Page:Revue des Deux Mondes - 1905 - tome 25.djvu/110

La bibliothèque libre.
Le texte de cette page a été corrigé et est conforme au fac-similé.

favorise entre nous de longs tête-à-tête. Dans le sentier voisin, personne non plus, personne ne passe, si ce n’est de temps à autre quelques marchands d’eau, athlétiques et demi-nus, qui redescendent, portant à l’épaule, au bout d’un bâton, des seaux en bois, remplis aux sources claires de la montagne. On n’entend d’autre bruit que celui des petites cascades perlées dégringolant sous les herbes ; ou bien c’est, dans les branches, le remuement discret des oiseaux, attristés parce que le soleil de janvier reste incolore.

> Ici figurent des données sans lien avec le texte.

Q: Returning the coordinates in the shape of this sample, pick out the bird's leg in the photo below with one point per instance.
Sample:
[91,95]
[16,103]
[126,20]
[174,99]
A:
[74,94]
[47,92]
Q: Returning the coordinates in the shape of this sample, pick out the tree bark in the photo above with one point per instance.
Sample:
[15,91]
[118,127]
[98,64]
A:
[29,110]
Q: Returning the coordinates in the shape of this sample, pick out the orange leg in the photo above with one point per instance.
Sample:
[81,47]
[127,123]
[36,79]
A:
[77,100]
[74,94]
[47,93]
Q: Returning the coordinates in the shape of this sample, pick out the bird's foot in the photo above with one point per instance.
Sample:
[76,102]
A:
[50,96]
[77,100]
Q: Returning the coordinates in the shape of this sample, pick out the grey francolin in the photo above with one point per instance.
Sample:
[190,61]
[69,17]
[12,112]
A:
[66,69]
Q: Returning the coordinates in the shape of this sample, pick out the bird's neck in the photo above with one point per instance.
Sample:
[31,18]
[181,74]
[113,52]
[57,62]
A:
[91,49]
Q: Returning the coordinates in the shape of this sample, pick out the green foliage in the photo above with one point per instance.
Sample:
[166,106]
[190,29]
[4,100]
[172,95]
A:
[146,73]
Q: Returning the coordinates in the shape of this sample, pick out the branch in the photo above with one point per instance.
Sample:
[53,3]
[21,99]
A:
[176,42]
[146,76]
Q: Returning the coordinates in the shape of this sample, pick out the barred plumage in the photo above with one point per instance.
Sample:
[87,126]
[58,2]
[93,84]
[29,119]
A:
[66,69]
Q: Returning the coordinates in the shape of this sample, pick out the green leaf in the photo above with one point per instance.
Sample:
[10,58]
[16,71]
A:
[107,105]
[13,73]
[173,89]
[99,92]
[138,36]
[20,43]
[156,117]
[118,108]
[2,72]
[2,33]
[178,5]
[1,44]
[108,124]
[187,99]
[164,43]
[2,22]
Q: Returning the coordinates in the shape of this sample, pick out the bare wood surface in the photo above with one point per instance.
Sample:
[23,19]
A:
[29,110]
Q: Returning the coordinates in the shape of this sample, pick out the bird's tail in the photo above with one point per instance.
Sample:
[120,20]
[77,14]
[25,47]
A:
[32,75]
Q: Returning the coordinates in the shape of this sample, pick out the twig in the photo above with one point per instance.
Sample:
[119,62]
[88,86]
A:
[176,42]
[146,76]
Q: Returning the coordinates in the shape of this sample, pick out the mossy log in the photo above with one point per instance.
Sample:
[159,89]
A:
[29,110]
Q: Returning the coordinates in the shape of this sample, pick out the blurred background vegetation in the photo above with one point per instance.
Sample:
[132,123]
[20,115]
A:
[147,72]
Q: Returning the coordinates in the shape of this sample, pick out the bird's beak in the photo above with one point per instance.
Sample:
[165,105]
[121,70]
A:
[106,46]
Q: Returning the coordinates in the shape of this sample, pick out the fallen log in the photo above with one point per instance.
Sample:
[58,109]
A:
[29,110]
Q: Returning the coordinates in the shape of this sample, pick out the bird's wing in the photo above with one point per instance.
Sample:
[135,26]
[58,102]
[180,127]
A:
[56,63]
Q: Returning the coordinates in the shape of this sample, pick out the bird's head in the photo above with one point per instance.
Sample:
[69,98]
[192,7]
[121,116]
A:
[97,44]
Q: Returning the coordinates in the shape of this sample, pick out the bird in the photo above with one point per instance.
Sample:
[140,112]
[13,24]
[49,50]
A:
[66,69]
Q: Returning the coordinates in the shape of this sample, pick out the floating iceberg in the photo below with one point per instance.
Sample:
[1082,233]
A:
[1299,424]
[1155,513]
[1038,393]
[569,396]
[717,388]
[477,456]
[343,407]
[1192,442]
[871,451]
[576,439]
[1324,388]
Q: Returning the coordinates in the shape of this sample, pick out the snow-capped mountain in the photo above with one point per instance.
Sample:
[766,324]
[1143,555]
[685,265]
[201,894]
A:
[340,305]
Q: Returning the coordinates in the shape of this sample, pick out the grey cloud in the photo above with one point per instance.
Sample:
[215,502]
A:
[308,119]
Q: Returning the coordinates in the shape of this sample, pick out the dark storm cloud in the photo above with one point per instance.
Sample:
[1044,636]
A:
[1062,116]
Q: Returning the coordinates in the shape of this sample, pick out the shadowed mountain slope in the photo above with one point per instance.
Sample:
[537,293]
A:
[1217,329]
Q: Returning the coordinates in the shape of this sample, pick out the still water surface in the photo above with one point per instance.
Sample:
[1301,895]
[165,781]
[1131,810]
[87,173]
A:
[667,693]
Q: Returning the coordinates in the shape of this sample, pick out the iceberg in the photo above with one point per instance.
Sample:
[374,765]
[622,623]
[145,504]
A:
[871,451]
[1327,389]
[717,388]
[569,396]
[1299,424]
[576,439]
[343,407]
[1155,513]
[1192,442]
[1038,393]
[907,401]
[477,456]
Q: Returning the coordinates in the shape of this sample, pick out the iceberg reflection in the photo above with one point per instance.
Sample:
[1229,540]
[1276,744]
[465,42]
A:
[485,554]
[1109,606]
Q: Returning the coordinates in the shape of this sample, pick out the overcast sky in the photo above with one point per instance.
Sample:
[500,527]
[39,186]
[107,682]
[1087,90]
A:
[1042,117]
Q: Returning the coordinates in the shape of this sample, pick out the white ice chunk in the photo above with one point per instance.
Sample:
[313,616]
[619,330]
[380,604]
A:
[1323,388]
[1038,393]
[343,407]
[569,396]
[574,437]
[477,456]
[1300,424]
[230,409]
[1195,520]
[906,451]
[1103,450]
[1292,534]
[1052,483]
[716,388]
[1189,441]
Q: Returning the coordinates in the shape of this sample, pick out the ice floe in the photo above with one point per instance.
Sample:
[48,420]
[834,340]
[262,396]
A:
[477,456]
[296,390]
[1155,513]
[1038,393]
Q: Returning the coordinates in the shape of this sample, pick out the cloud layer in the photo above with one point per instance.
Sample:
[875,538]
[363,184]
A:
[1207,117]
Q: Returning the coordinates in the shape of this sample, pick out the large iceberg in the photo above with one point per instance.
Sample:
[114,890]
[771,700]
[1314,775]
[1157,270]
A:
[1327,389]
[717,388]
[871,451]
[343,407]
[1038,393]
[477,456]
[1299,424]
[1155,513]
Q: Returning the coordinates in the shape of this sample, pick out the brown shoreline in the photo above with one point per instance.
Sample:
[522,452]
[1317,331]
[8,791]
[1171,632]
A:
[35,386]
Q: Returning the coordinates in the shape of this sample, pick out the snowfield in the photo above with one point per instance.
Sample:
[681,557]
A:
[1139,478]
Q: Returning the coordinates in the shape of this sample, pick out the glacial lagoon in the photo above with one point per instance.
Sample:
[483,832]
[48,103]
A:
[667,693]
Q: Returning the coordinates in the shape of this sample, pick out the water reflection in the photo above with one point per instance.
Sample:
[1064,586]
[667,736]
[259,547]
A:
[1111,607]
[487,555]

Le lieu est paisible, étrange et ignoré ! On y respire la senteur des feuilles mortes et de la terre humide. Malgré la présence enjouée de cette dame, on s’imprègne ici, dans le silence, de la japonerie spéciale qui émane du temple aux lignes simples, et qui est une japonerie haute et sereine. On sent comme des esprits, des essences très inconnues, rôder sous les futaies, dormir au fond des grosses pierres aux têtes rondes. Et la tombée du soir vous apporte, dans ce recoin du Japon, une petite terreur charmante, dont on cherche en vain le sens introuvable.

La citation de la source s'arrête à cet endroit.